Federated Split Learning for Rainfall Prediction

A split-learning + federated-aggregation system for 24-hour rainfall prediction across 11 weather stations (Newcastle area, UK). The neural network is split between edge clients (LSTM encoder) and a central server (MLP predictor). Clients transmit compressed intermediate activations over gRPC rather than raw data.
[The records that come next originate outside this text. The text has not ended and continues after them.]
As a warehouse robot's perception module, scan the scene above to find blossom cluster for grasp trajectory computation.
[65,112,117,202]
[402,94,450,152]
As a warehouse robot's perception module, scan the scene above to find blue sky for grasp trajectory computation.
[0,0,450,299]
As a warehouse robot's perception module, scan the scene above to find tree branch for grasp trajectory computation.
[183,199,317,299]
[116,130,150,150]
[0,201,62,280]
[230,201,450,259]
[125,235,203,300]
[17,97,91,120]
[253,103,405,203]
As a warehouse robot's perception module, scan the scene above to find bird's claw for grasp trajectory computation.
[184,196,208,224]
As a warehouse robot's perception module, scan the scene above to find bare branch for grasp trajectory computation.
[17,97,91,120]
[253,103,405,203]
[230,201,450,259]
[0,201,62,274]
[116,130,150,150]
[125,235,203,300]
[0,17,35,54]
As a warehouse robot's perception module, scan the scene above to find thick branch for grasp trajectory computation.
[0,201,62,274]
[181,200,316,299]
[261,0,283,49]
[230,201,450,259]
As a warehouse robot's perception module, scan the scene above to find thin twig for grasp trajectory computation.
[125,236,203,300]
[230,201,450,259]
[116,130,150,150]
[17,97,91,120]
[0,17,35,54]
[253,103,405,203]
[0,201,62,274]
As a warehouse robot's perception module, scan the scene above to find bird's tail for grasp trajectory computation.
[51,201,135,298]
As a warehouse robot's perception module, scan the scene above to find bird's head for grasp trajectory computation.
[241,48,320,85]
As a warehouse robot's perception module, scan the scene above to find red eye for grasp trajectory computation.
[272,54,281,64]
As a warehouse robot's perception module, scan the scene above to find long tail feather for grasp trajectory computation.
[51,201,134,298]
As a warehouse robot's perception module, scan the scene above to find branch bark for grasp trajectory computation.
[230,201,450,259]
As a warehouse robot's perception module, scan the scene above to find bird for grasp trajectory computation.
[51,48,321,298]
An adaptive scheduler jointly controls compression mode (float32 / float16 / int8) and sync interval (ρ) based on measured per-step network latency.

Quick Start

uv sync                  # install dependencies
make compile-proto       # regenerate gRPC stubs (only needed if proto changes)
make download-data       # download and preprocess sensor data
make native-run          # train: 1 server + 11 clients locally

Dataset

Source: Open-Meteo historical weather API, 11 stations around Newcastle upon Tyne
Period: 2015-01-01 – 2026-03-31 (hourly)
Target: sum of rainfall over the next 24 h (future_rain)
Split (absolute date boundaries, configured in config.yaml):

Phase	Range	Rows/sensor
TRAIN	< 2024-01-01	~78 900
VAL	2024-01-01 – 2024-12-31	~8 800
TEST	≥ 2025-01-01	~10 900

Training

Native (recommended for development)

make native-clean
make native-run                                         # uses config.yaml defaults
make native-run NUM_CLIENTS=3 CLIENT_DEVICE=mps         # override device

Docker (single-machine simulation)

make docker-run NUM_CLIENTS=11

Distributed (VPS server + Raspberry Pi clients)

make dist-start

Experiment Matrix

17 scenarios defined in matrix.yaml, covering three latency conditions × compression mode × sync interval (ρ):

Prefix	Latency	Scenarios
N01–N04	No latency (profiler off)	baseline, float16, int8, ρ=3
L05–L10	Low (~8 ms)	float32, float16, int8, ρ=3, Adaptive, Async
H11–H16	High (~50 ms)	float32, float16, int8, ρ=3, Adaptive, Async
M17	Mixed (per-client offsets)	Adaptive

make matrix                          # run all 17 scenarios (3 seeds each)
make matrix ONLY=L09,H15 MAX_RUNS=1  # run selected scenarios
make matrix-dry-run                  # preview without running

Results land in results/<session>/<scenario>/ and bestweights/<session>/<scenario>/.

Evaluation

# Evaluate one scenario (threshold fixed at 0.38)
uv run python src/data/run_evaluation.py \
    --session 2026-04-30_01-17-30 \
    --scenario N01 \
    --force-prob-threshold 0.38 \
    --report-tag fixed38 \
    --device mps

# Re-evaluate all 17 scenarios in one go
bash run_eval_all.sh

# Rebuild matrix_summary.csv from all eval reports
uv run python src/data/build_matrix_summary.py

Current sessions

Session	Scenarios
`2026-04-30_01-17-30`	N01–N04, L05–L09, H11–H14
`2026-04-30_16-04-59`	L10, H15, H16, M17

Eval reports used for analysis: *_eval_report_fixed38.csv (threshold = 0.38, derived from N01 val scan).

Key metrics

AUPRC — primary classification metric (threshold-free)
ROC-AUC — secondary classification metric
F1 — at threshold 0.38
MSE / MAE — over all test samples (including dry days); rain_mse / rain_mae columns report rain-event-only errors

Paper Figures

All scripts are in src/data/. Run from code/:

uv run python src/data/plot_compression_auprc.py      # Fig 2: AUPRC by compression & latency
uv run python src/data/plot_efficiency_accuracy.py    # Fig 3: accuracy–bandwidth scatter
uv run python src/data/plot_rho_convergence.py        # Fig 5: rho=1 vs rho=3 convergence
uv run python src/data/plot_scheduler_timeline.py     # Fig A: adaptive scheduler timeline
uv run python src/data/plot_monthly_performance.py    # Fig B: monthly F1 & MSE (Apr 2025–Mar 2026)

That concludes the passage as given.